Gericht: Bayerisches Oberstes Landesgericht
Beschluss verkündet am 26.04.2001
Aktenzeichen: 2Z BR 26/01
Rechtsgebiete: WEG


Vorschriften:

WEG § 28
Sind nach der Gemeinschaftsordnung alle Wohnungen und die im Gemeinschaftseigentums stehenden Anlagen zur fremdenverkehrsgewerblichen Nutzung an eine Betriebsgesellschaft vermietet, so sind die ausschließlich die Betriebsgesellschaft betreffenden Kosten nicht auf die Wohnungseigentümer umzulegen, sofern sie nicht Mitglieder der Betriebsgesellschaft sind.
Der 2. Zivilsenat des Bayerischen Obersten Landesgerichts hat unter Mitwirkung des Vorsitzenden Richters Dr. Reichold sowie der Richter Werdich und Dr. Delius

am 26. April 2001

in der Wohnungseigentumssache

wegen Ungültigerklärung von Eigentümerbeschlüssen,

beschlossen:

Tenor:

I. Die sofortige weitere Beschwerde der Antragsgegner gegen den Beschluss des Landgerichts Deggendorf vom 2. Januar 2001 wird zurückgewiesen.

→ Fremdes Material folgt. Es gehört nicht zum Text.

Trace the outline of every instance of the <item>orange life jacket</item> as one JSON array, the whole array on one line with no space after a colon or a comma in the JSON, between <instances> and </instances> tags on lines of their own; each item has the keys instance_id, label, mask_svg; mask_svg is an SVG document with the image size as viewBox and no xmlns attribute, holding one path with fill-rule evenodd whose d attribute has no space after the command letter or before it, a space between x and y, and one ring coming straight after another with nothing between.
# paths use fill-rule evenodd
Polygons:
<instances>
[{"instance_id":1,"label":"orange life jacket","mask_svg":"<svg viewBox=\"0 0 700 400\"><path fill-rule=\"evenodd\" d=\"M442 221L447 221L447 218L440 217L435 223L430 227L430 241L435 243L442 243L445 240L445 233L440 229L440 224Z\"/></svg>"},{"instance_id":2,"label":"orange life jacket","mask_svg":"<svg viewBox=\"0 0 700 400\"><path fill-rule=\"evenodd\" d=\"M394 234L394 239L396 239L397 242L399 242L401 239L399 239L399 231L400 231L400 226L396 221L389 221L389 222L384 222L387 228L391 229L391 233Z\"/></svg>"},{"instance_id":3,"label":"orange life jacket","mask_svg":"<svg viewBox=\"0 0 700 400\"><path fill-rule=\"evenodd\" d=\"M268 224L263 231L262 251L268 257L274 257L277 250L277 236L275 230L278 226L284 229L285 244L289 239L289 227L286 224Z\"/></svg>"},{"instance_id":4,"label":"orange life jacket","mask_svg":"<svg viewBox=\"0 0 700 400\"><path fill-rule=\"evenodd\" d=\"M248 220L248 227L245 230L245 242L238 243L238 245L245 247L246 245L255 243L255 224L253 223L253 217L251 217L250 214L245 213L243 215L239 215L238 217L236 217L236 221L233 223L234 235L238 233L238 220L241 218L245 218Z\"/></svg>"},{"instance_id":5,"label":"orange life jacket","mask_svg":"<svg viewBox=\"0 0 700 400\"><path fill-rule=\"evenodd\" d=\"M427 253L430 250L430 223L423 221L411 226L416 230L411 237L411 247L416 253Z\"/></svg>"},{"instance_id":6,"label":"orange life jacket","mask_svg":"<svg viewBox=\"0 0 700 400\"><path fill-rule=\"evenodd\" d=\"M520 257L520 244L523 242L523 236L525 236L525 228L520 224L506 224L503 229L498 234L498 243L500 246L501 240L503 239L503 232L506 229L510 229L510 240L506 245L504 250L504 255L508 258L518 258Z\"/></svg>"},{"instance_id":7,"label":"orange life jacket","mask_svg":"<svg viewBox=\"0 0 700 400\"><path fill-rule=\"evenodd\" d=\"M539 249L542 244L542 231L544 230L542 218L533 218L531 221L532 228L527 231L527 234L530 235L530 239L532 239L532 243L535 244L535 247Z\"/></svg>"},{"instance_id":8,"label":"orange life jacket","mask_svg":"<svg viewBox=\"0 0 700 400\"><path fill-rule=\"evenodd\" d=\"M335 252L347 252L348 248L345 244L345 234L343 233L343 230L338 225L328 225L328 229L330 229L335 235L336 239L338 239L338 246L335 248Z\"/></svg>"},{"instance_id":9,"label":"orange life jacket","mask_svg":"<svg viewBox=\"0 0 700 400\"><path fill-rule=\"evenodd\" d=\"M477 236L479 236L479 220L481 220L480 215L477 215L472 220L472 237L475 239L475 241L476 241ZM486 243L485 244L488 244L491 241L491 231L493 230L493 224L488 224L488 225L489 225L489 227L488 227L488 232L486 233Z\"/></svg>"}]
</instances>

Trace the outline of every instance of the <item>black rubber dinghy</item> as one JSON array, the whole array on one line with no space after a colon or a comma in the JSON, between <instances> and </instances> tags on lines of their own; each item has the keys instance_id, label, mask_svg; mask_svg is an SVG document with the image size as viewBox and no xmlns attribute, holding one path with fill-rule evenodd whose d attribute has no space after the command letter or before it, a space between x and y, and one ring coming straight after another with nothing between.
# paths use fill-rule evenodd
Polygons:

II. Die Antragsgegner haben als Gesamtschuldner die Gerichtskosten des Rechtsbeschwerdeverfahrens zu tragen; außergerichtliche Kosten sind nicht zu erstatten.

III. Der Geschäftswert für das Rechtsbeschwerdeverfahren wird auf 30000 DM festgesetzt.

Gründe:

I.

Der Antragsteller und die Antragsgegner sind die Wohnungseigentümer einer Wohnanlage, die aus 56 Ferienappartements besteht und die von dem weiteren Beteiligten verwaltet wird.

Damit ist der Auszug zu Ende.